Vice Admiral Sinclair’s personal things had been cleared away, leaving the broad center desk almost bare, but the generous selection of plush furniture and the not inconsiderable collection of unreplicated art that decorated the room – not to mention the well-stocked liquor cabinet in the corner and the plush carpet underfoot – gave more than enough evidence of the sort of man he’d been. Feathers made a low sound of displeasure as her claws caught on the thick woolen loops of the carpet, a growl that really ought to have had more of an effect – Ziade contented herself with a single glance that was seemingly meant to ensure the reptilian alien didn’t intend to eat her on the spot, then limped to the chair in front of the desk and came to a parade ground attention so sharp Eden could have cut herself on it.

Eden took the seat behind the desk, and made a face at the sensation of it folding around her. Did Sinclair sit in this? It’s so… soft. There’s something seriously wrong when a Starfleet officer is sitting in a chair that seems better suited to the lounging spaces of a twentieth century capitalist. But, at the same time, getting rid of it would be… wasteful. Maybe I can find someone who will take it, and get myself something more becoming an officer. “Sit, Captain. To be honest, I expected that leaving the Pit would be a relief… there was enough dislike and distrust of me in there that I felt as though I could have waved my arms and lifted myself into the air, floating on a bed of animosity. Yet now we are here, and the unpleasant feelings have subsided only a little.”

Ziade seated herself with an almost-silent grunt of relief, carefully straightening her leg before squaring her shoulders, and let the comment pass with only a slight lift to one eyebrow. Unfortunate you have a problem, it seemed to say. Perhaps you should solve it.

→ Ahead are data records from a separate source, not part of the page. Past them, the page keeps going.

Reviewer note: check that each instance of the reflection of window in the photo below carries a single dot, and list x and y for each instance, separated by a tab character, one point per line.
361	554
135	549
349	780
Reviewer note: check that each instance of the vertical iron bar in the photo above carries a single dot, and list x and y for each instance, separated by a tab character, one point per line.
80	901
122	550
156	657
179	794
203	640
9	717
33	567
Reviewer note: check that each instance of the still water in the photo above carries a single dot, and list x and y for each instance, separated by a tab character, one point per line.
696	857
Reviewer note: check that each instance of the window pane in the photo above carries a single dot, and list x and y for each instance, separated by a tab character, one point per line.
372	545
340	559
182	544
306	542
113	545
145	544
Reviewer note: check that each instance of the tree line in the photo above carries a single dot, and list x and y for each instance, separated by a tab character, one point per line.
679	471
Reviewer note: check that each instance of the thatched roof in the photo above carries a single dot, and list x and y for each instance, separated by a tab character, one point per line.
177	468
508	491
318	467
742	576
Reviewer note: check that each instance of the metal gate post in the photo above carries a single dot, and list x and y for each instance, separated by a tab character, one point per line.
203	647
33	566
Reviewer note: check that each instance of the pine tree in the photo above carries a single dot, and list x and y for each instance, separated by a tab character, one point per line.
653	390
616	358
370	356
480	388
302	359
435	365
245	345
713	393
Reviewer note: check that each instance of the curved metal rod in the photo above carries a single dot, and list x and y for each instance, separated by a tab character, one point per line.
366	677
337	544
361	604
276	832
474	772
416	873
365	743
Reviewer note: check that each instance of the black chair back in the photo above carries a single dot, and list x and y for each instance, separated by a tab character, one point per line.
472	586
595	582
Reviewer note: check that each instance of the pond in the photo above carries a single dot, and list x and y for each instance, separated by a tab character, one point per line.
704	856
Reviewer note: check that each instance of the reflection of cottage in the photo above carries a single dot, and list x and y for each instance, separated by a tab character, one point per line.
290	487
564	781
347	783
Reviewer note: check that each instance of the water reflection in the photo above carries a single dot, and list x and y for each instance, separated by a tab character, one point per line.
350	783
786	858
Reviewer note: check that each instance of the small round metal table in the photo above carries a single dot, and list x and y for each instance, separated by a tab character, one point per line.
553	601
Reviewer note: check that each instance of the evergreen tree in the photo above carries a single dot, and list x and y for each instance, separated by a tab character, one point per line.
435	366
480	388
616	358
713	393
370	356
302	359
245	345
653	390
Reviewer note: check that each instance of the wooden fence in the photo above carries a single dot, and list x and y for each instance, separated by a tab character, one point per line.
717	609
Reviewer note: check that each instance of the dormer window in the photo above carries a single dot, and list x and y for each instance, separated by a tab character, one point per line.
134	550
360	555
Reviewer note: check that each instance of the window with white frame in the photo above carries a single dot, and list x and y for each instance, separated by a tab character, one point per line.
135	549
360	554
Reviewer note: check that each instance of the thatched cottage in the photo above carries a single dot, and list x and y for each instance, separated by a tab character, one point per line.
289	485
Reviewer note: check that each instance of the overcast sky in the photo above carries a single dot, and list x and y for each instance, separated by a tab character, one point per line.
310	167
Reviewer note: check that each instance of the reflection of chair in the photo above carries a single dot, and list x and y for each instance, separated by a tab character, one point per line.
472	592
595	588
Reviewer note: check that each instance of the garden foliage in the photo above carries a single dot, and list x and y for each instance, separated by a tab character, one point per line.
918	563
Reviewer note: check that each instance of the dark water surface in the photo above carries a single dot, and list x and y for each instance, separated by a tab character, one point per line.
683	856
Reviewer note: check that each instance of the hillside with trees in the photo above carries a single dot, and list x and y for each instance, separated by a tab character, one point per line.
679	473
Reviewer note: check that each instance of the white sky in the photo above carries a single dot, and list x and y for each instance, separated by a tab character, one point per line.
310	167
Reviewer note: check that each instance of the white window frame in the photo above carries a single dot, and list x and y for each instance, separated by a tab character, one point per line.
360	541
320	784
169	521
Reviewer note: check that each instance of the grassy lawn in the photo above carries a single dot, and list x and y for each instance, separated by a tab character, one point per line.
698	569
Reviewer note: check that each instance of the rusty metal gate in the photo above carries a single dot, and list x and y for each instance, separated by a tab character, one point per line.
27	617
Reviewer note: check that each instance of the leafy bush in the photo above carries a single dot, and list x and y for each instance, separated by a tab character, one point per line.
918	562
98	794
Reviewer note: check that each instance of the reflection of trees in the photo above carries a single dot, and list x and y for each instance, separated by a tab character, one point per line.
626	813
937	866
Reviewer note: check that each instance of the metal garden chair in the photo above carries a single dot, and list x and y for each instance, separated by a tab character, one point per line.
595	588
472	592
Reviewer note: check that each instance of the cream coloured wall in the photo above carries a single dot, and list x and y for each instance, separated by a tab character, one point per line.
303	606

“Sinclair was a fool. He had the makings of a good man, but he let comfort get in the way of competence and spent too much time reading the official press and not enough reading field reports.” Eden pushed herself up in the chair. I feel like it’s trying to eat me… is this what the other officers feel when they look at Feathers? “I intend not to repeat his mistakes. Further, I intend to actually stay awake during staff meetings and to read every report that you or Captain Tysair mark as being worth my time. There’s a great deal of trouble afoot, and I’ve never been terribly good at keeping myself uninvolved in trouble. Work with me, you’ll find me a steady ally and absolutely devoted to making things better. Clash with me, I’ll find you a posting on one of the old K-type deep space stations somewhere near the southern Klingon border where your skills can be put to use keeping the civil war out of our hair and you can be kept out of mine. I prefer the first – everything I’ve seen of you thus far tells me you’re someone I want on my side.”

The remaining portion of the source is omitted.